Affichage des articles dont le libellé est La vie est belle. Afficher tous les articles
Affichage des articles dont le libellé est La vie est belle. Afficher tous les articles

mercredi 30 janvier 2013

La vie est belle: un chef-d'œuvre salutaire

Bonjour à tous,

peut-on rire du génocide des juifs d'une manière ou d'une autre? Si je reprenais une formule célèbre, "on peut rire de tout mais pas avec n'importe qui." Ainsi pourrait-on faire de l'humour anti-sémite dans un cercle de proches qui seraient convaincus que l'auteur de ce trait d'humour n'est justement pas anti-sémite tandis que la même chose dite à l'emporte pièce à un public large laisserait à penser que l'auteur de cette pensée non seulement est anti-sémite et qu'il a vocation à diffuser cette opinion.
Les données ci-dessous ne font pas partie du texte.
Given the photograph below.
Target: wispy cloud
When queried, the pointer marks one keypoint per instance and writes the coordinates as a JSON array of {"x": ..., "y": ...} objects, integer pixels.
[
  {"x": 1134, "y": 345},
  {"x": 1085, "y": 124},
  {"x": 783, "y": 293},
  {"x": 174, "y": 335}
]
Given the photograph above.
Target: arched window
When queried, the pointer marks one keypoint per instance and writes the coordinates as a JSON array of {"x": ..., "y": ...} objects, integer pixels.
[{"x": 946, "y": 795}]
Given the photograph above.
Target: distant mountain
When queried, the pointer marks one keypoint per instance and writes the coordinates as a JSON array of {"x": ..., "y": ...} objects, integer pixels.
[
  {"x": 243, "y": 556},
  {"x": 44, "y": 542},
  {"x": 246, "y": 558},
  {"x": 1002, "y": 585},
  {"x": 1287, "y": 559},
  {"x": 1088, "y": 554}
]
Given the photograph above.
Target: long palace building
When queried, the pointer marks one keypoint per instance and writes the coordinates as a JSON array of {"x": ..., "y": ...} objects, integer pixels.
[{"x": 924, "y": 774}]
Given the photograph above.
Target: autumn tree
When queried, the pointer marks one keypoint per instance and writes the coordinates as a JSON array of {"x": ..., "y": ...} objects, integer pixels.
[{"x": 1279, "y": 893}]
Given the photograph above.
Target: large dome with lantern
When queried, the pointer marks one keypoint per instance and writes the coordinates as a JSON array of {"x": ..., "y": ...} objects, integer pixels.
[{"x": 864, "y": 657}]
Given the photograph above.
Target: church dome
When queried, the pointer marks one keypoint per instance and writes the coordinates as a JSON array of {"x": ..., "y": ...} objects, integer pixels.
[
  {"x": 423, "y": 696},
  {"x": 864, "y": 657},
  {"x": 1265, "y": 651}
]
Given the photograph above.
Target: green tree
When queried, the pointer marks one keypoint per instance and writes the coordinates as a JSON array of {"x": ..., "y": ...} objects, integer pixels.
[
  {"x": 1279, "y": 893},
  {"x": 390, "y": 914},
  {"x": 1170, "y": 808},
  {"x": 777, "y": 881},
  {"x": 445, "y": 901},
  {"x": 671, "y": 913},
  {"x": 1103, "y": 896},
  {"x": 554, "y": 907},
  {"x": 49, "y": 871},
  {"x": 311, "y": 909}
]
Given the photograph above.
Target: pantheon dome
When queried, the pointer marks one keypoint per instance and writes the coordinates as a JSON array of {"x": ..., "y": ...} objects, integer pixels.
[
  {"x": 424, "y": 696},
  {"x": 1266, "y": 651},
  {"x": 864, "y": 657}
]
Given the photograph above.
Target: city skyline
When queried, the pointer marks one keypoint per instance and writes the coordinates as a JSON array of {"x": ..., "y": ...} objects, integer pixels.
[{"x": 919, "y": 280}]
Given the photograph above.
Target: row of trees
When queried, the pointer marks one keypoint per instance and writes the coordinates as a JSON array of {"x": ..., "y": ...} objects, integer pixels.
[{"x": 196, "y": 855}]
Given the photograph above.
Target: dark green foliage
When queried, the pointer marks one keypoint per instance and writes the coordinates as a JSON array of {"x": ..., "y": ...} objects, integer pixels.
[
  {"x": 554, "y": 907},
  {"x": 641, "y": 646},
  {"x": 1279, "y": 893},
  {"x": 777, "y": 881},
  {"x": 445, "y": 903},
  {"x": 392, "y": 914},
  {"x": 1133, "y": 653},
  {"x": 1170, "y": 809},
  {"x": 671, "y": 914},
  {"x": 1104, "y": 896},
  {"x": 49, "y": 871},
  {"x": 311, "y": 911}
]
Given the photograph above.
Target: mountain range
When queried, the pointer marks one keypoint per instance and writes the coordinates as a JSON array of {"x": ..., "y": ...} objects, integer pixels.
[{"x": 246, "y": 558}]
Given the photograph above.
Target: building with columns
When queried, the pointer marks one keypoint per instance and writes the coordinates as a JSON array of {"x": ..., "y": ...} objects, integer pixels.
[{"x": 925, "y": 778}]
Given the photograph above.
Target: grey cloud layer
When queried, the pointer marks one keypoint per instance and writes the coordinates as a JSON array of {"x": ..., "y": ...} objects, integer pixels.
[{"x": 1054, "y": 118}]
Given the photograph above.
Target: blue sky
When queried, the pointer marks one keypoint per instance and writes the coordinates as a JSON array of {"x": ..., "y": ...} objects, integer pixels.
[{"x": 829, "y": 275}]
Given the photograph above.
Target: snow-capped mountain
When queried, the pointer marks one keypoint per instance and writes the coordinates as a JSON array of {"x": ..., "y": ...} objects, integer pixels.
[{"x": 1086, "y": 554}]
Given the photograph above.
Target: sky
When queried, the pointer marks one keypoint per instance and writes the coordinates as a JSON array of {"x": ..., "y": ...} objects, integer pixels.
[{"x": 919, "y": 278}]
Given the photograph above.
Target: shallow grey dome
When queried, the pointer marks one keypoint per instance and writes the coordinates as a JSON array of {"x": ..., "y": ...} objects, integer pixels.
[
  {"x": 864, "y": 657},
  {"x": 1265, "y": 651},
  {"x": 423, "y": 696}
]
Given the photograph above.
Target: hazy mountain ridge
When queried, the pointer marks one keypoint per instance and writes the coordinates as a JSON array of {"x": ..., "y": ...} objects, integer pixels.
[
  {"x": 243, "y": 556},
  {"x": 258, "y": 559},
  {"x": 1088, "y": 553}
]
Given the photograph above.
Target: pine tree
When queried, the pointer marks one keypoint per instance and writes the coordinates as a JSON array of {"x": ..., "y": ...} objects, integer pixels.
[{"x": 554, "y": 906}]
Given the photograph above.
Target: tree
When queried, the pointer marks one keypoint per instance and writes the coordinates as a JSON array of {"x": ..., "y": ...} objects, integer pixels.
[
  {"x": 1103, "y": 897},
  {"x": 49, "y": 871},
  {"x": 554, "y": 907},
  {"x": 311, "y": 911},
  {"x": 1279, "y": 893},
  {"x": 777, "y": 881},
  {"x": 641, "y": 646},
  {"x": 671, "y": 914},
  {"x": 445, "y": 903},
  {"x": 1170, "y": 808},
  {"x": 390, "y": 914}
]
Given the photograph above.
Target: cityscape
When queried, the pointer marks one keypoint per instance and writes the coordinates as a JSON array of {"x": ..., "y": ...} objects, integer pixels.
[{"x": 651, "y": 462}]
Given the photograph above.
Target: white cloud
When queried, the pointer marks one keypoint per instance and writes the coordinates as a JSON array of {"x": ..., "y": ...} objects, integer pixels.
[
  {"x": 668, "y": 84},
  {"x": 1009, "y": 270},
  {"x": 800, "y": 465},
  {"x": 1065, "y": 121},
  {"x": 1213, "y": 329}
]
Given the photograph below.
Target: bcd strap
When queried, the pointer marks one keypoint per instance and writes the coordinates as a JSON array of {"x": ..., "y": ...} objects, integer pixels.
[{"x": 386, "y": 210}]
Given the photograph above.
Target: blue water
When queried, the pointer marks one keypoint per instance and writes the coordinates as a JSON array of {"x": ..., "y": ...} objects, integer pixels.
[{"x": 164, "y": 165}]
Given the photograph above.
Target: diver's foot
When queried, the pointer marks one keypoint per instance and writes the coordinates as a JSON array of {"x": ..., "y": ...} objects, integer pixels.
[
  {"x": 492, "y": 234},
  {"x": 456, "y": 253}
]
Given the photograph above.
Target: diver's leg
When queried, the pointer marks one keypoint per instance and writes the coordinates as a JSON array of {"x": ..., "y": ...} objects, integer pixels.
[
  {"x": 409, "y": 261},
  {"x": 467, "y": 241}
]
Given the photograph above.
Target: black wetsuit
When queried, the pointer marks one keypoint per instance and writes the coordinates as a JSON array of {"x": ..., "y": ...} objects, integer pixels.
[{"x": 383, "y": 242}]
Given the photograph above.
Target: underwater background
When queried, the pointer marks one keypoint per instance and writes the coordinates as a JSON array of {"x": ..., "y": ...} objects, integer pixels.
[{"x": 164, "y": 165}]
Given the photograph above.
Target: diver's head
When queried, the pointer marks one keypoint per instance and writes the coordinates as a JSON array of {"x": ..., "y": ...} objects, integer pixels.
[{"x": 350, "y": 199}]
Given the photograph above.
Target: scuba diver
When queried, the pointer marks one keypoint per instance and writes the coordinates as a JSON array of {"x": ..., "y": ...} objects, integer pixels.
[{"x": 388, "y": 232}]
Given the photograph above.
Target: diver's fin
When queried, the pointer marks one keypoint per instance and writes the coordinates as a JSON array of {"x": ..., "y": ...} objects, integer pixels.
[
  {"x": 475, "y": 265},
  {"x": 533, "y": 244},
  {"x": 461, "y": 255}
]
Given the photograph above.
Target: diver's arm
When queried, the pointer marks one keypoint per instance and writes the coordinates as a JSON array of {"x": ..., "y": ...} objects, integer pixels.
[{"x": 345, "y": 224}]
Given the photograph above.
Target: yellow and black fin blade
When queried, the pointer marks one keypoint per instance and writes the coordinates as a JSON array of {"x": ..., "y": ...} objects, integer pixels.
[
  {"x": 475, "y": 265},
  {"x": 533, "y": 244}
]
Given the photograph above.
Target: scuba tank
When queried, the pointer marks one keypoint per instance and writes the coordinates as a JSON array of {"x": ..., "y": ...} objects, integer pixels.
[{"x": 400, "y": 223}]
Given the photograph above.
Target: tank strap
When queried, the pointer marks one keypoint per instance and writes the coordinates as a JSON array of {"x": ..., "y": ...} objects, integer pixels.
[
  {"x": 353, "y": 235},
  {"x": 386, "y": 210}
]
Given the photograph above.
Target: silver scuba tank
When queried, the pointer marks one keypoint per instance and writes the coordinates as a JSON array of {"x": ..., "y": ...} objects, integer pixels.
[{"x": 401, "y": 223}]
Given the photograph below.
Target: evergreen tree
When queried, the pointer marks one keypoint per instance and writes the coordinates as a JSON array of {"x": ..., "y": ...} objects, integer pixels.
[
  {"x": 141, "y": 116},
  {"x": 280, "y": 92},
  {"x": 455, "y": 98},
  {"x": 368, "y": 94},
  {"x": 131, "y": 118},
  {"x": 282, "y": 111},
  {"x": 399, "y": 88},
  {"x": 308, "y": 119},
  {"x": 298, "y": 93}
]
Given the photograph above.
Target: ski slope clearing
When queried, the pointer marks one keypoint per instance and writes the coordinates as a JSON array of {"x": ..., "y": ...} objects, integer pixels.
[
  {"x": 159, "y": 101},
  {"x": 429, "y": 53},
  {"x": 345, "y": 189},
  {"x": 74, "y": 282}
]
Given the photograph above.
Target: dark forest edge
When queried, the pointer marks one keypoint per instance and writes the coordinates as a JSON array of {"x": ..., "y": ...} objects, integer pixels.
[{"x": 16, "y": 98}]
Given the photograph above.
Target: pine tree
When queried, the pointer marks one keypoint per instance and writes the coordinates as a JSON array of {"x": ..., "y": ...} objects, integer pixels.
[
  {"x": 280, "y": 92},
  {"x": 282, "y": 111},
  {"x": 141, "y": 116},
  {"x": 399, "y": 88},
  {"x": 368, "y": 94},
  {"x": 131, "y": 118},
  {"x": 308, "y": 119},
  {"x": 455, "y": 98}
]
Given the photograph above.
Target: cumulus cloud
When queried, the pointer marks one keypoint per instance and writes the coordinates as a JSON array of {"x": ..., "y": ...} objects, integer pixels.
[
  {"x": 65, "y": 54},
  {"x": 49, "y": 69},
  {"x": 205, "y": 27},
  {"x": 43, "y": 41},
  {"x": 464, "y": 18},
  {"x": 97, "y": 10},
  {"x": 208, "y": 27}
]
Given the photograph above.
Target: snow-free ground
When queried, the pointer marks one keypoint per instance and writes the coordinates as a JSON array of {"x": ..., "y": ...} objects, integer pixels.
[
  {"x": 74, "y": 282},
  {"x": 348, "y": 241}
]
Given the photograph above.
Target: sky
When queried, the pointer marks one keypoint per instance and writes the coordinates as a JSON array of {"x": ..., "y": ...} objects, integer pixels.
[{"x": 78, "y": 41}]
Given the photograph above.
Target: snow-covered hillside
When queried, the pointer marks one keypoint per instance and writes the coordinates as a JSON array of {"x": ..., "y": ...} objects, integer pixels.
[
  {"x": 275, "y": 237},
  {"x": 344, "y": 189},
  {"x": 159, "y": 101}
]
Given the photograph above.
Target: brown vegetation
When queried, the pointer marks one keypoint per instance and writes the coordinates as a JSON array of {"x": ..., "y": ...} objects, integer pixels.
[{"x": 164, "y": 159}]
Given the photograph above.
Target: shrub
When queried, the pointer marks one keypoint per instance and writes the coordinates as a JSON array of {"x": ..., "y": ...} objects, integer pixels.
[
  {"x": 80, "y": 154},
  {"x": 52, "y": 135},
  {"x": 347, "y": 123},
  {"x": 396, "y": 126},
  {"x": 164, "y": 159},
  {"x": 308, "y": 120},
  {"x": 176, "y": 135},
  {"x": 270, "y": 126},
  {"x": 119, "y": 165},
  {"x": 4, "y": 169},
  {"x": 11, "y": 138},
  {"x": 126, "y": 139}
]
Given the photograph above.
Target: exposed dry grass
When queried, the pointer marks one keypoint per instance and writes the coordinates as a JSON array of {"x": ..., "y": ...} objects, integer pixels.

Benigni réalisa en 1997 La vie est belle. Et si quelques grincheux trouvèrent à y redire, la majorité des spectateurs comprit que si le réalisateur italien fait rire dans son film, jamais le principe génocidaire est montré comme une farce en tant que telle pour les spectateurs. Seul le fils de Guido, le héros joué par Benigni lui-même, est contraint à voir ce qu'il subit comme un jeu.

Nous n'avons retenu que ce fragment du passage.